5:49 PM - Six people take showers in succession. The first two of those showers have hot water.
7:15 PM - We arrive at the Thai restaurant. Only three other tables are occupied. At one table is my dad's friend Steve from high school. At another are the restaurant workers who can't believe other people showed up on New Year's Eve. At another is a homeless family.
7:29 PM - We debate whether to order the crispy whole fish in sweet and spicy sauce. We eventually decide to go for it.
7:38 PM - Nine people order twenty-three main dishes.
9:20 PM - On our way out we grab a handful of mints. Outside, we throw each mint up as high as we can and try to catch it in our mouths.
9:45 PM - We arrive home and watch "Project Runway" on DVR.
10:06 PM - Someone wonders if someone bought key lime pie, and suggests that someone go get it out of the freezer.

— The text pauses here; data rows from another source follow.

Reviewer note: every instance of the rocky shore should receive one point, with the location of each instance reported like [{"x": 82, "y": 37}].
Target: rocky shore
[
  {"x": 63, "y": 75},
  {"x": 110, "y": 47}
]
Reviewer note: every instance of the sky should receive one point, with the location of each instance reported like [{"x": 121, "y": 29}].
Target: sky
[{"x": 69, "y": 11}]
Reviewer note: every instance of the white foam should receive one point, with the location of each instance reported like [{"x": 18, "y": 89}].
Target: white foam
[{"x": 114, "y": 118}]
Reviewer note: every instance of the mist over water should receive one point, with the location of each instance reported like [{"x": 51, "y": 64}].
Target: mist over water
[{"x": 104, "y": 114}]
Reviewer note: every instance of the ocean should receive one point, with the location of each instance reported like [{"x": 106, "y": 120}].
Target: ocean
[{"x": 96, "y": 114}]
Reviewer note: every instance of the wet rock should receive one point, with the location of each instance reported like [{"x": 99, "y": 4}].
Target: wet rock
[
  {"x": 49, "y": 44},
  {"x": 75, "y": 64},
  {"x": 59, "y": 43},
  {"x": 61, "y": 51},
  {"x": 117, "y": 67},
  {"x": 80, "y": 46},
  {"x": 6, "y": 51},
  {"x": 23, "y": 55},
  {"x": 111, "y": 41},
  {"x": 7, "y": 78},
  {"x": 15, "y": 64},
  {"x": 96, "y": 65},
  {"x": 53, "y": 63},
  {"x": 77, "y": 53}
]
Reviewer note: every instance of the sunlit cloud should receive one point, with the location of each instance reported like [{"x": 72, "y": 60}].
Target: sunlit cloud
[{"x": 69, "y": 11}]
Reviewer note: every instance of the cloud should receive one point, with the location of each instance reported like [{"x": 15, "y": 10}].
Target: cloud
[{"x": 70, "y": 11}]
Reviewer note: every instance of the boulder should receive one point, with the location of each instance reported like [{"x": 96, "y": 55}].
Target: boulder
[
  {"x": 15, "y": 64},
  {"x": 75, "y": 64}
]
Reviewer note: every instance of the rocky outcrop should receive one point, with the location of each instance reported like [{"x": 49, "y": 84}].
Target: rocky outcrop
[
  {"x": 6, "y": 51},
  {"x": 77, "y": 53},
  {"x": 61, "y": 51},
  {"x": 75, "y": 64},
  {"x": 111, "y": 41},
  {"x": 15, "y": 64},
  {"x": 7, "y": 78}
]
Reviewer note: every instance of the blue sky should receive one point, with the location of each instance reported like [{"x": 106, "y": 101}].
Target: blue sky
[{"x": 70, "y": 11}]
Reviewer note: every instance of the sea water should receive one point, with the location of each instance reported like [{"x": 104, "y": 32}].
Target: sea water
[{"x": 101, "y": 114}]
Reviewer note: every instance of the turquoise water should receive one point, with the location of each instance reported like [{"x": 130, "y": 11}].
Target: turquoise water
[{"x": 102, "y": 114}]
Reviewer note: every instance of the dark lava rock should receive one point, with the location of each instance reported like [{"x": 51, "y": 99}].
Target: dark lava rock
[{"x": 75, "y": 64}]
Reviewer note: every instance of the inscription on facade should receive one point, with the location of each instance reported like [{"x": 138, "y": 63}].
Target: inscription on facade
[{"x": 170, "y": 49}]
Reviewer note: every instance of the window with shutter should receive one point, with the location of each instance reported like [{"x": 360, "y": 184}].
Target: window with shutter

10:08 PM - Joe's famous key lime pie remains in the freezer.
10:23 PM - Someone says maybe we should go to South Beach. After all, there will be fireworks.
10:45 PM - We pile into the car and leave for South Beach.
11:22 PM - We find a parking spot.
11:31 PM - Mom has to use the bathroom.
11:42 PM - We make our annual pilgrimage to the the Loews Hotel bathroom.
11:53 PM - We fight our way through the crowd of drunk twenty-somethings in $2,000 dresses and finally make it out to the beach.
12:00 PM - Fireworks start going off. My parents start making out.
12:13 PM - Fireworks end. Whoever is currently dating someone calls the person they're currently dating. As far as I can remember, I have never had to make this call.
12:55 AM - We go to bed.
12:56 AM - Joe Stone Crabs's famous key lime pie remains in the freezer.
4:17 AM - Dad wakes up and eats the key lime pie.